Troubleshooting and best practices
- Record deliberately - when recording, pause briefly between meaningful actions. The recorder captures what you do; extra micro-gestures can produce brittle macros.
- Use placeholders - record text like [CLIENT] and always tab or move to that spot after playback so you can type quickly.
- Save versions - when you edit a macro, save a copy. Macros can behave unexpectedly on new documents.
- Document macros - keep a small README or comments (if your macro format supports them). A decade later your future self will thank present-you for the explanation.
- Portability - if you share macros with colleagues, include instructions for installing and assigning keyboard shortcuts.

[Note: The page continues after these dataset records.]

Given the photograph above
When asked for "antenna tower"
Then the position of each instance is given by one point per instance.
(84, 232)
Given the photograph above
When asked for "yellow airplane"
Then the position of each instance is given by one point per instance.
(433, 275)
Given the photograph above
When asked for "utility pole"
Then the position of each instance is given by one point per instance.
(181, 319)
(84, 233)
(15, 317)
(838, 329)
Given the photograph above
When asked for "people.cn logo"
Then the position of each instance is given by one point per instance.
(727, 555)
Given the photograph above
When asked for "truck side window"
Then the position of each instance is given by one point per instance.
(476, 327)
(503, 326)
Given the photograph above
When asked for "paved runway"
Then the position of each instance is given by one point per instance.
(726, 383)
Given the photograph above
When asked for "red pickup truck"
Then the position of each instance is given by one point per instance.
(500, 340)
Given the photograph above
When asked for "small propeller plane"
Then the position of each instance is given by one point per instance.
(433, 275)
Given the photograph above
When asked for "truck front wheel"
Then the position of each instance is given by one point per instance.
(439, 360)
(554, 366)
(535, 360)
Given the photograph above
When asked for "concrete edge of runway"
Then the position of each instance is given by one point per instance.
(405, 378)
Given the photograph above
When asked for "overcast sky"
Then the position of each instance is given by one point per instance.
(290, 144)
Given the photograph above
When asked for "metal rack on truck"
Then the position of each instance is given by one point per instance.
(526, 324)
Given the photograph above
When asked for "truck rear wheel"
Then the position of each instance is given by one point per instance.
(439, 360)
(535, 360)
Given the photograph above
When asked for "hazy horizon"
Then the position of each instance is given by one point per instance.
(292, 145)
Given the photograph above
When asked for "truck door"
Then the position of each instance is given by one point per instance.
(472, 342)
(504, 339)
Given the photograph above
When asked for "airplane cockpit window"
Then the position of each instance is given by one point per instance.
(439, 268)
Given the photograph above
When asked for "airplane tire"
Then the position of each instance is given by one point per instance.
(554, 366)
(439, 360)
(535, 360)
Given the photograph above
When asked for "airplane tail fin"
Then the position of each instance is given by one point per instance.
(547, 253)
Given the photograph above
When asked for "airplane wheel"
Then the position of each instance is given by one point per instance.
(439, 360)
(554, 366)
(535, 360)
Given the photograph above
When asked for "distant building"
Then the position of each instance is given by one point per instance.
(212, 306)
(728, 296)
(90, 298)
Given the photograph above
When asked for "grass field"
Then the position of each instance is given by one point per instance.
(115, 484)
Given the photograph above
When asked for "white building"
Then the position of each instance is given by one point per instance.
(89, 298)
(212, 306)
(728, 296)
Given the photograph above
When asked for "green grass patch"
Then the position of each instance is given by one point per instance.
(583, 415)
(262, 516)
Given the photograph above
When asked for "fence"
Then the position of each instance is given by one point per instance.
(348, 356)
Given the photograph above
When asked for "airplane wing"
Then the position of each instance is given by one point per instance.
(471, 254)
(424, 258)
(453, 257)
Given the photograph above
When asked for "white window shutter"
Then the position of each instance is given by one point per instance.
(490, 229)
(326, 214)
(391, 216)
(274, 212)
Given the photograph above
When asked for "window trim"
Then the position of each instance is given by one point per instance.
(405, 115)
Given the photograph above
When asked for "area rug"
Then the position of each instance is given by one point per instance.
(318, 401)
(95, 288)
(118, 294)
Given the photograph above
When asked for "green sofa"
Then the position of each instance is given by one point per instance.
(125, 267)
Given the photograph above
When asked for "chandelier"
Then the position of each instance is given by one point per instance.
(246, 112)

A small catalogue of macro ideas (copy, adapt, use)
- Boilerplate letter with date placeholder
- Clean-Paste - normalize pasted text
- Markdown skeleton inserter
- Convert styled lists to plain bullet lists (useful when converting PDFs)
- Quick header/footer with page numbering that follows a client naming convention
- Batch PDF exporter with file naming by document title
The moral: old tools are often robust tools
Macro culture in WordPerfect taught a habit: look for repetition and eliminate it. Today we fetishize integrations and API calls, but the humble macro does a lot of heavy lifting with very little ceremony.
If you have one repetitive writing task you do more than twice a week, invest five minutes in capturing it as a macro. The result is not merely time saved; it’s a small act of mastery over the dullness that eats creative time.
And if anyone mocks you for automating the boring bits, hand them a stack of error-free documents and a stopwatch.